Well, I use the term – marching loosely. It was more a tripping, stumbling motion I made as Missy’s legs had once again given away and she was dangling from one arm between my legs. But I persevere! And we make it to the exit of the curio shop!
I take us out of everyone’s view and try to Super Nanny the tantrum! Get down to her level, hold her firmly by both arms, explain to her that her behavior is unacceptable and she is being very naughty but before I am even finished with my neat little Super Nanny lecture, she has yanked her arms free and is charging at full speed back into the curio shop, running just fast enough so that I can keep up, but each time I lunge forward to grab her arm, she speeds up ever so slightly so as just to always stay one step ahead of me.
By now, the shop is at a stand still, people are staring open-mouthed at the scene unfolding in front of them, I’m now super aware of the know-it-all-childless couples looks, the sympathetic smirks of grandparents and of course I can now hear the couples of toddlers openly having a giggle at my expense and within seconds Missy has the farking overpriced, gigantic, fluffy lion back in her grip.
If I weren’t so bloody determined to prove a point to my child that she cannot and will not always have her own way, I swear I would have bought that farking overpriced, gigantic, fluffy lion just so we could get out of there!
By this stage Ava’s face is soaked with tears and she has a doughnut face all shiny and glistening from the snot which is pouring out her nose and into her mouth, some of which has been smeared across her face, not to mention the snot blotches that cover my shirt (her snot, not mine) It’s as hot as hell and my hair is now plastered to my head from sweat after the exertion of chasing after Missy.
Dr Phil says there are some battles as parents we just always have to win. I feel this is one of them! I unceremoniously rip the farking, overpriced, fluffy lion out from under Ava’s arms and before she can even catch her breath or have her legs buckle underneath her, I yank her up into my arms and start to carry her out of the shop.
It’s at this point she decides to start running, in the air! So I’m carrying my handbag, my camera bag and my toddler who’s arms and legs are thrashing about as if she’s in the final stages of a 100m dash, I’m sweating like a stuffed pig, the sweat is visibly running down my back, my family and my husband have scattered from the shame, none of them wanted to be associated with the crazy sweaty lady who’s toddler is under going an exorcism right there in the curio shop!
But I don’t care, I keep walking, even though I”m getting hit in the face from the thrashing arms and kicked in the leg by the thrashing legs, I keep going, till we get out in the car pack.
It’s then that I decide to implement parenting 101 circa 1980, I get us between a couple of cars, where no one can see us, take a deep breath, calm myself down, think screw you Super Nanny and then proceed to dish out two firm swots on the backside of my still 100m dashing toddler!

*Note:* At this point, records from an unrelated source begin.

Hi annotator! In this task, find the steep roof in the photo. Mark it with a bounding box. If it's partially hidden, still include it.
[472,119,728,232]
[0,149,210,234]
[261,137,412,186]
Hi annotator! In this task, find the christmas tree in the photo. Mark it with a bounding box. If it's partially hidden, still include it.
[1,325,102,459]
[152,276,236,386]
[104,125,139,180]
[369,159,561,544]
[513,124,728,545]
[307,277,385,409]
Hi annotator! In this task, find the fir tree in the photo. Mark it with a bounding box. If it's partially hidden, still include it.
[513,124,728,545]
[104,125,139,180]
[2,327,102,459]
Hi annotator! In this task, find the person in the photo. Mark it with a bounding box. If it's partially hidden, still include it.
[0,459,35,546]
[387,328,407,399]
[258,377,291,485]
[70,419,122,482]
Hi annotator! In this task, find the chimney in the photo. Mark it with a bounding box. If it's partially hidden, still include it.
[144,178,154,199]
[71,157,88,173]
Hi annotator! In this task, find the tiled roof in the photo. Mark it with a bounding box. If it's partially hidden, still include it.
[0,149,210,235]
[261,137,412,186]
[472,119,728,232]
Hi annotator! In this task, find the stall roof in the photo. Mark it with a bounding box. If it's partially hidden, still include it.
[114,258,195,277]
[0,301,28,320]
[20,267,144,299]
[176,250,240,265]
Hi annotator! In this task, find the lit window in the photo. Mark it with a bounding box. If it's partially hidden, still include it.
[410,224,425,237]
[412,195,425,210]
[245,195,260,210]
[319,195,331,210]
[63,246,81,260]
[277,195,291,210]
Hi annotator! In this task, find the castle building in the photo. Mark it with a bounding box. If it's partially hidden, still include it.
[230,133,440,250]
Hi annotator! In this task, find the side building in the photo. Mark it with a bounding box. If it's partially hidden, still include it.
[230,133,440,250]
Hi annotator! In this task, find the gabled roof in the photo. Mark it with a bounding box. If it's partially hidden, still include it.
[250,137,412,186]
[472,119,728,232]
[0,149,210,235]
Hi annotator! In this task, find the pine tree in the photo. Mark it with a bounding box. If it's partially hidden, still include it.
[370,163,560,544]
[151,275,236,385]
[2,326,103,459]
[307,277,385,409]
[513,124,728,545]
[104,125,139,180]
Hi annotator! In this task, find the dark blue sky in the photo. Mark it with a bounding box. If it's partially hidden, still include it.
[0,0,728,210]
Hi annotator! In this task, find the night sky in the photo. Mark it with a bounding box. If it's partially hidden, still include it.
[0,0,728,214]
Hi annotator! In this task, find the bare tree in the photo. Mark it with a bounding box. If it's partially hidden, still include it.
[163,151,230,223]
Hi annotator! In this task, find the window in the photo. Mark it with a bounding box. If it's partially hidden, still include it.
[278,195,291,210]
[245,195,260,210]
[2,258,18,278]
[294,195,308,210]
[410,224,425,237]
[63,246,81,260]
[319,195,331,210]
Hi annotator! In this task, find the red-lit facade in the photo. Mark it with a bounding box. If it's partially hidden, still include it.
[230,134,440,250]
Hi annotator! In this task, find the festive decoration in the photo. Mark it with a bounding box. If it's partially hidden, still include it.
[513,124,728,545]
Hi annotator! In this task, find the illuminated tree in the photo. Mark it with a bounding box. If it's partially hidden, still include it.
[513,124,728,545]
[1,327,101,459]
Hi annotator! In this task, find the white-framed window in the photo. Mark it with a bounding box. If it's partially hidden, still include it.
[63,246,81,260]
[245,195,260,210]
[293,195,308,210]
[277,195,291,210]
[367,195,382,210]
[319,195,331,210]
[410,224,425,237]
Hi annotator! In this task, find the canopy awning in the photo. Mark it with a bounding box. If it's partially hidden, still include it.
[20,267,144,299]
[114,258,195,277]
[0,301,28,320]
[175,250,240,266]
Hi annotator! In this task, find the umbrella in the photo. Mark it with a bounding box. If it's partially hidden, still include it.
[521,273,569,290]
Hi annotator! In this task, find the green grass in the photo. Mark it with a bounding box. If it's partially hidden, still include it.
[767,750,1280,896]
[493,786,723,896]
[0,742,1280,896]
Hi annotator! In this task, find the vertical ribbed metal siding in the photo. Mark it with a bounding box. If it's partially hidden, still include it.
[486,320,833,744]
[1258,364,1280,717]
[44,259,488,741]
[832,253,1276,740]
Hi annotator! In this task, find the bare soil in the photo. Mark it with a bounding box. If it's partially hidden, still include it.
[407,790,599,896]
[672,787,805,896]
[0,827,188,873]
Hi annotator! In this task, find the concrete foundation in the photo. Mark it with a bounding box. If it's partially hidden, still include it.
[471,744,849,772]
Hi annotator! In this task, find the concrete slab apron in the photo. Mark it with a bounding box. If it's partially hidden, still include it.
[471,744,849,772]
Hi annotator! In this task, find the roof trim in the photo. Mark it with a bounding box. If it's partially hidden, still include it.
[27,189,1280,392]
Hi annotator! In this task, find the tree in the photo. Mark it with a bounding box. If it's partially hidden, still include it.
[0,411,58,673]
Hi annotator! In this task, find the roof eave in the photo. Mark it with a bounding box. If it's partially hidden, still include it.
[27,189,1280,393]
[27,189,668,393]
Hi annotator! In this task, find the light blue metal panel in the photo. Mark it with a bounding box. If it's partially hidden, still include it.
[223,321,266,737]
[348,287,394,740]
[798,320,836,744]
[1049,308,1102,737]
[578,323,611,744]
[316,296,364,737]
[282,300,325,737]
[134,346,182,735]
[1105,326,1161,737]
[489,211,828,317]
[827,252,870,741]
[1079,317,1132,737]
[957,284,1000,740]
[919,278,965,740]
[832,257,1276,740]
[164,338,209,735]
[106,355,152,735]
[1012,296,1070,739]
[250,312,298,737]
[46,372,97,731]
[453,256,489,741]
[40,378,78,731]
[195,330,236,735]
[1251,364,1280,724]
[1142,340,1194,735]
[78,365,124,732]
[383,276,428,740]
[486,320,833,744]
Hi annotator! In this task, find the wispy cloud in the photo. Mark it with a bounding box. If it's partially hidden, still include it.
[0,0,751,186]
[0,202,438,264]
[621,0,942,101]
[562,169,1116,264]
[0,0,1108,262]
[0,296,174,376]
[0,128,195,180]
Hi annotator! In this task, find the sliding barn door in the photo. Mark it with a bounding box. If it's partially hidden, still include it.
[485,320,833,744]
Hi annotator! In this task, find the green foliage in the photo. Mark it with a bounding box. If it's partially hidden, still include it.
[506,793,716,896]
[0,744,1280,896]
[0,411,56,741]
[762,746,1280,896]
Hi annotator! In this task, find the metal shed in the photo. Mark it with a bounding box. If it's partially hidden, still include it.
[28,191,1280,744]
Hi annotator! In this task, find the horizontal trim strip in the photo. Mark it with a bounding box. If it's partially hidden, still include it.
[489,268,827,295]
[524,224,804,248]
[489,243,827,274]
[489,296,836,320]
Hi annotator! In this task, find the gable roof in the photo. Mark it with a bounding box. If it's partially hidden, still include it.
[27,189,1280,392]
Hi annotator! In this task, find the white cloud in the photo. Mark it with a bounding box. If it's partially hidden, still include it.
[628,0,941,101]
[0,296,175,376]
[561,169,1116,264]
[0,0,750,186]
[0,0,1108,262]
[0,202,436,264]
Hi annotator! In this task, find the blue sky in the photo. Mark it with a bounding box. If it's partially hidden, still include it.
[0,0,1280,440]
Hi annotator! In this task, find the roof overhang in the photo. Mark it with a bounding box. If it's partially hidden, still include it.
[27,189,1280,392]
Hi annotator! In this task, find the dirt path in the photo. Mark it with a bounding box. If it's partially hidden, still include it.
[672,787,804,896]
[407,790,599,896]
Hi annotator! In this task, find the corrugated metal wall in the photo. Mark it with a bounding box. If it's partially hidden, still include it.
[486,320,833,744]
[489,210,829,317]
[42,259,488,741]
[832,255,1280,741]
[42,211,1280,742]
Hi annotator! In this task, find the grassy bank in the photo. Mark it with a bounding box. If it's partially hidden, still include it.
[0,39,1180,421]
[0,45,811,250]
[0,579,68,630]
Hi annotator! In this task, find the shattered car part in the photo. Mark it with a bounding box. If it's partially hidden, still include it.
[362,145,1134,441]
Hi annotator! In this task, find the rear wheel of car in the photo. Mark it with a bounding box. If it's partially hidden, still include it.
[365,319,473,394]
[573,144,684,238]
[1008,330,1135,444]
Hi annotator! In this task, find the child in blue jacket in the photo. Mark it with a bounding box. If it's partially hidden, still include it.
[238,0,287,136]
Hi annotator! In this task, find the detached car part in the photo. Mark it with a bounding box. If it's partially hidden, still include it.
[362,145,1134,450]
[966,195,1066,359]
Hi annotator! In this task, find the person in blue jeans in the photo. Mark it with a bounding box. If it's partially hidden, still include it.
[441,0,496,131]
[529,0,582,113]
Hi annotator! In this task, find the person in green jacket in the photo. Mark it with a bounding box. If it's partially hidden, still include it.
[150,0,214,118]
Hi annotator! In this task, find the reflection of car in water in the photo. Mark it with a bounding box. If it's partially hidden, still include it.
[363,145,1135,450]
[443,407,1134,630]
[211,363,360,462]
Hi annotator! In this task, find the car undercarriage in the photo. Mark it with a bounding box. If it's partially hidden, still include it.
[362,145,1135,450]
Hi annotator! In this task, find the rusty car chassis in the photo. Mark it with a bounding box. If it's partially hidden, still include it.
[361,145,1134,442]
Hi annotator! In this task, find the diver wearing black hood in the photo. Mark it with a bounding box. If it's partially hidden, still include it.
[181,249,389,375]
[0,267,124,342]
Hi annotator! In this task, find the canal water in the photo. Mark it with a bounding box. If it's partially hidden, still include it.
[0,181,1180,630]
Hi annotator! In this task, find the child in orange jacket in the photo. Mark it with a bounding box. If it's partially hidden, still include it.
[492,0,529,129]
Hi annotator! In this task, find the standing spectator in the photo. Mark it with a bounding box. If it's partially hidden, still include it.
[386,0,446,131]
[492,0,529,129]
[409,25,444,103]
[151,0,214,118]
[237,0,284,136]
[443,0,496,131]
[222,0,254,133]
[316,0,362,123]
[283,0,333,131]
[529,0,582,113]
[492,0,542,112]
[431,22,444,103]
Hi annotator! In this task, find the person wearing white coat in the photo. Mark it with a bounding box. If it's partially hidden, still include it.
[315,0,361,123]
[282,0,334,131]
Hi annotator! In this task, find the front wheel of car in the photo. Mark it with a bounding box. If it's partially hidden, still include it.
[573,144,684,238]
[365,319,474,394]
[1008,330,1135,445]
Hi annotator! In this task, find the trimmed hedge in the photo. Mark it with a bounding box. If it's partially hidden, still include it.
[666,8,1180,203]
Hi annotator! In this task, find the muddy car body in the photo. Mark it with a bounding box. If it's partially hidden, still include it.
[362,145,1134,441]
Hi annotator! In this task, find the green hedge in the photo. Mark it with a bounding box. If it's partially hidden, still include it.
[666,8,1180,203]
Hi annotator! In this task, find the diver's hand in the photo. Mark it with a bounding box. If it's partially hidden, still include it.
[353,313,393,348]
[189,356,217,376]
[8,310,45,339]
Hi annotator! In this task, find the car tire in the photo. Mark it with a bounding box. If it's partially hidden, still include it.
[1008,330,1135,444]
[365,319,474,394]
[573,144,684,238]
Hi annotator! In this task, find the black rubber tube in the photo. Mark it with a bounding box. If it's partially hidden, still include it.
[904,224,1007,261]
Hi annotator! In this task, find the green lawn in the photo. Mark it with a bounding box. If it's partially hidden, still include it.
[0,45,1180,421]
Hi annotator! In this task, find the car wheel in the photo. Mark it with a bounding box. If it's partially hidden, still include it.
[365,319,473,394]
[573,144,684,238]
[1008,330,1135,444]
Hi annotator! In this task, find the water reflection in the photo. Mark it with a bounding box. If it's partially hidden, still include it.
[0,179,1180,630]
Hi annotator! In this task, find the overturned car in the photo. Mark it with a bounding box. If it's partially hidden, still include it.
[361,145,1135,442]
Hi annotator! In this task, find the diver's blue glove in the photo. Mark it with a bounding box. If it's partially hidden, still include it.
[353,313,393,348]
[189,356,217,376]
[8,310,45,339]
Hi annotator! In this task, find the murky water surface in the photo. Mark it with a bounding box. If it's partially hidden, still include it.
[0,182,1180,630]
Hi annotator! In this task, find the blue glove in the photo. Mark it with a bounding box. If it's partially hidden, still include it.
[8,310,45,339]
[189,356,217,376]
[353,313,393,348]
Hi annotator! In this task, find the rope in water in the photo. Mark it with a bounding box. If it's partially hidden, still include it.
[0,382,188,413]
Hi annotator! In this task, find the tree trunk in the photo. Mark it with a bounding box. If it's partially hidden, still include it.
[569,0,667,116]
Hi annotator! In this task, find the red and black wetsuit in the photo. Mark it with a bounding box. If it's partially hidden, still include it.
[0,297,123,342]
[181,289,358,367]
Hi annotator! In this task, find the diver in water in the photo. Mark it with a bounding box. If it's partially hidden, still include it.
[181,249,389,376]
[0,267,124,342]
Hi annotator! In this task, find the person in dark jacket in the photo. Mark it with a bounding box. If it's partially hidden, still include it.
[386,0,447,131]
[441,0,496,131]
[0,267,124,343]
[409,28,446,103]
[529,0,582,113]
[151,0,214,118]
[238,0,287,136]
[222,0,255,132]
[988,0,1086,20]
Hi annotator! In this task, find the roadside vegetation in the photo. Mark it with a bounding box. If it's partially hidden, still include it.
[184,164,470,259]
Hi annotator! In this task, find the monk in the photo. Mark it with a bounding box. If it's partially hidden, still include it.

Amazingly, this calms her down instantly! She is still crying and she is still very very angry but suddenly her ability to walk unaided returns and she manages to do the rest of the walk back to the car, by herself without further incident.
Of course, I don’t think we’ll be visiting the Lion Park soon, not until such time as they either reprice those farking fluffy lions or move them out of the grasp of passing two year olds.
We made the drive home in silence, me mopping up sweat from my hair and brow, Ava promptly passed out and slept for 3 hours clearly exhausted from her tantrum and all I kept thinking was Thank God I don’t embarrass easily!